Gelecekte maaşlar gerçekten tehlike altında mı? Diye soran Dilbaz, Bakan Işıkhan’ın daha önceki açıklamalarına atıfta bulunarak, “20 yıl pirim ödeyip, 30 yıl boyunca maaş alıyorsunuz ve ölümlü varsa, eşiniz veya çocuklarınız maaş almaya devam ediyor” sözlerinin, maaşların gelecekte risk altında olduğunu gösterdiğine dikkat çekti. Ayrıca, Sosyal Güvenlik Kurumu (SGK) yasasını ve mevzuatını incelemenizi öneriyoruz. Sosyal güvenliğin, devlet garantisi altında çalışanlara sağlanan ekonomik bir güvence olduğunu, emeklilik, hastalık, doğum ve ölüm gibi nedenlerle oluşabilecek kayıplara karşı koruyucu sigorta hizmetlerini kapsadığını anlatıyor.
Emeklilik hakları arasında; emeklilik, hastalık ve yaralanma sigortaları, çocuk ve yaşlı yardımları, işsizlik ödeneği, yoksulluk yardımları, konut ve sağlık yardımları, işgücü destekleri ve eğitim hizmetleri yer alıyor. Ancak, Bakan’ın yaptığı değerlendirmelerde, emekli maaşlarını Mısır’daki durumla kıyasladığını ve yaklaşık 100 dolar aldıklarını iddia ettiğini belirten Dilbaz, “Farklı ülkelerle kıyaslamıyor; Almanya, Fransa veya İngiltere gibi gelişmiş ülkelerin sosyal yardımlarını görmezden geliyor” dedi. Hatta, pandemi sürecinde belediyelerin sağladığı destekleri kısıtladıklarını ve bu yardımların kesildiğini hatırlattı. En düşük emekli maaşının aslında yaklaşık 8 bin TL civarında olduğunu, ancak sistemin yanlış yönlendirmeleriyle insanların adeta köleleştirildiğini vurguladı.
Akıllardaki soru: Emekli maaşları neden bu seviyeye getirildi? Diyerek, devletin desteğiyle maaşların 16 bin 881 TL’ye yükseldiğini öne sürerek, insanların bu maaşlar altında yaşamaya zorlandığını vurguladı. Eski zamanlarda alınan asgari ücretle kıyaslandığında, emekli maaşlarıyla ev, araba veya tatil hayallerinin çalındığını dile getirdi. Ayrıca, “EYT’nin siyaseten yapıldığını” ve sözde “damga vergisi ile gelir vergisinin kaldırıldığını” iddia edenlere de sert tepki gösterdi. Bu kararların gerçek anlamda bir rahatlama getirmediğini, aksine maaşların düşürülmesine ve ekonomik yükün arttığına dikkat çekti.

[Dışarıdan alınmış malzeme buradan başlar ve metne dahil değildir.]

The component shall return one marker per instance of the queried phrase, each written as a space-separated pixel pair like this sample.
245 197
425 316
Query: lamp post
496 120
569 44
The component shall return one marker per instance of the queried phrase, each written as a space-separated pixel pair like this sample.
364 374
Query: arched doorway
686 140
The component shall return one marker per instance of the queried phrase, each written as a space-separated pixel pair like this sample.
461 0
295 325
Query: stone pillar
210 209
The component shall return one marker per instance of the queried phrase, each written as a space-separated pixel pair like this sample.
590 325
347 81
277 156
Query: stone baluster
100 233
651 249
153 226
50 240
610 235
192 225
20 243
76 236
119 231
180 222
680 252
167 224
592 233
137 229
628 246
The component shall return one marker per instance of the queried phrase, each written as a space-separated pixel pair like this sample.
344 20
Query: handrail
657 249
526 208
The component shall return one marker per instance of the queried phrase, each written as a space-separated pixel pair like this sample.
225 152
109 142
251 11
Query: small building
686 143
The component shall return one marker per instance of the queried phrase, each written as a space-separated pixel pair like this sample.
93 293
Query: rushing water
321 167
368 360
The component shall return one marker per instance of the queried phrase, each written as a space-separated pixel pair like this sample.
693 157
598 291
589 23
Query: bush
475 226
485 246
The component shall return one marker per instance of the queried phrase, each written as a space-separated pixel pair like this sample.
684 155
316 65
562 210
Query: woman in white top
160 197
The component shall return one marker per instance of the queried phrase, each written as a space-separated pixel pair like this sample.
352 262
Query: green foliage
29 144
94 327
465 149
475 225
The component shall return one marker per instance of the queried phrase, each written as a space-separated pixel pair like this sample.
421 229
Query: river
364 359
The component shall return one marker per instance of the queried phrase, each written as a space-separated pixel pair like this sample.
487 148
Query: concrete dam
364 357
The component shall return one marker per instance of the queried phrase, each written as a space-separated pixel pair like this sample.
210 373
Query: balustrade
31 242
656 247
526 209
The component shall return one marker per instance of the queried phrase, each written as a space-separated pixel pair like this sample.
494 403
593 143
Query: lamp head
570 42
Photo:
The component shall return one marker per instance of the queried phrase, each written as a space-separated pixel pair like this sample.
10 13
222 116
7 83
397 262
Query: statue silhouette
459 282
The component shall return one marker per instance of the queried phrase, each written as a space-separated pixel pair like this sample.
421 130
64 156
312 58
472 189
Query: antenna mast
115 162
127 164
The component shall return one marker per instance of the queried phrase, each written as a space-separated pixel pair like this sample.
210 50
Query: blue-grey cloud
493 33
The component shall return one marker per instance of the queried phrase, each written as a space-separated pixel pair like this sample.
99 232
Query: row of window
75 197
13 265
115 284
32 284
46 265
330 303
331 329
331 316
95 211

Özellikle, 14 bin TL civarında maaş alan emeklinin, vergiler ve KDV gibi kesintiler sonrasında net gelirinin daha da azaldığını ifade ederek, “Emeklinin maaşı her geçen gün eriyor” mesajını verdi. Ayrıca, 3600 gün prim ödeme şartıyla emekli olan ve bunlar 50 yaş altında olan kişiler hakkında sorular sordu. Sistem her yerde olduğu gibi tek olduğunu, diğer emeklililerin neden 9 bin prim gününe zorlandığını ve emekliliğin neden bu kadar karmaşık hale getirildiğini sorguladı. Ayrıca, Emeklilere aktarılan toplam kaynakların her yıl arttığını vurgulayarak, “840 milyar ödeme yaptınız, bu yıl 1 trilyon 200 milyar olacak. Fabrikaları, limanları ve madenleri neden sattınız? Bu gelirleri nereye harcadınız?” şeklinde eleştirilerde bulundu.